Editor's Comment

Grow cadre of nurses

THE need to have more public health nurses is now more necessary than before in view of the ever growing population which has resulted in some public health challenges.
Every so often, Lusaka and other parts of the country are beset by epidemics which require massive and appropriate response to combat them.
Without belabouring the point, two years ago, the nation saw the spread of cholera from town to town, leaving behind casualties, some of whom lost their lives to the epidemic.
With such public health challenges, it is important that the number of public health nurses increases so that their expertise is directed towards preventing epidemics which affect the health of individuals.
Last Friday, President Edgar Lungu called for the introduction of a public health nursing programme in nursing colleges to complement Government’s efforts to enhance human capital in the health sector.
The President was speaking when he opened St Joseph College of Nursing and Midwifery in Lumezi last Friday.
He said the public health nursing programme will contribute to achieving one of the Patriotic Front’s (PF) goals which requires Government to recruit 30,000 healthcare workers by 2021.
The PF Government has pledged to deliver quality healthcare to citizens and one of the avenues through which the ideal can be achieved is by developing and improving human capital.
In doing this, Government works with various partners, like in this case, the Catholic Church, which runs the newly opened St Joseph College of Nursing and Midwifery, where the President directed Minister of Health Chitalu Chilufya to ensure that management introduces a public health nursing programme soon to complement Government’s efforts to enhance human capital in the health sector.

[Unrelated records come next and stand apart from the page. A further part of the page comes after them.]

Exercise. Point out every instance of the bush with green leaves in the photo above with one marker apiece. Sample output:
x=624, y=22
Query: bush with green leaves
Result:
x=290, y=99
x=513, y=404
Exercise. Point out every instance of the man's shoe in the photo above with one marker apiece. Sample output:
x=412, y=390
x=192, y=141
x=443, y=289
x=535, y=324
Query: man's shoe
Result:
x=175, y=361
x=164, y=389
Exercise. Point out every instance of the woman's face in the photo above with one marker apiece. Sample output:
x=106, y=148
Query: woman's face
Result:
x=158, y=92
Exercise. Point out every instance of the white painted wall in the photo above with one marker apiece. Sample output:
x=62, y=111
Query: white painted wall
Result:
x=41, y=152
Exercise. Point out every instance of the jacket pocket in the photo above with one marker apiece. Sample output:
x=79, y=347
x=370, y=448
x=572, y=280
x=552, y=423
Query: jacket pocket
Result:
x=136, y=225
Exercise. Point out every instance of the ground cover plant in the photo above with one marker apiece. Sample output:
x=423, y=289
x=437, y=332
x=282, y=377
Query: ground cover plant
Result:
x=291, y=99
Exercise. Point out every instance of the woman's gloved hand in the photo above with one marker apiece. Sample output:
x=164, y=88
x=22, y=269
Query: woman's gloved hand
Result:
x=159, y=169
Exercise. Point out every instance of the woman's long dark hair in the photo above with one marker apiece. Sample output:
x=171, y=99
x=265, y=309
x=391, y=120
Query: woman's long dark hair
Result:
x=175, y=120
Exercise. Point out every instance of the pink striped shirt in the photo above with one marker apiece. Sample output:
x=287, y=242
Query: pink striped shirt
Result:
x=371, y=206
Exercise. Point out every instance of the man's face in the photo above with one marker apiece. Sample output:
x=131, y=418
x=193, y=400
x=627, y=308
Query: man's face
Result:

In its quest to fulfil its pledge, Government has targeted to recruit 30,000 healthcare givers by 2021.
In recruiting health workers, just like other professionals, Government picks from both its own institutions and those trained by private colleges or universities.
Government does this out of a recognition that the private sector complements its efforts in the development of human capital and that is why it works closely with such partners.
The expansion of the health sector being carried out through the construction of health facilities and the upgrading of hospitals requires an increasing number of healthcare providers to take up positions in these institutions and bring healthcare as close to the people as possible.
It is said, and correctly so, that prevention is better than cure. For this reason, the public healthcare nurses are critical to the combating of diseases before they mutate into epidemics which would require huge amounts of funding to eradicate.
Most of the health challenges that our communities experience can be prevented with the help of public health nurses who are trained to combine their clinical knowledge of health, illnesses and experiences of individuals with community involvement.
In this way, they form an integral link between health planners and policy-makers which is essential in the delivery of healthcare.
The directive is therefore a challenge for all colleges to undertake and produce a cadre of staff that will help Government in quality healthcare delivery.
This challenge is for those that not only know that healthcare must be delivered but also that the onus is on them to do something about it.
The effort is for all to attain sustainable development goals number 3 and number 6.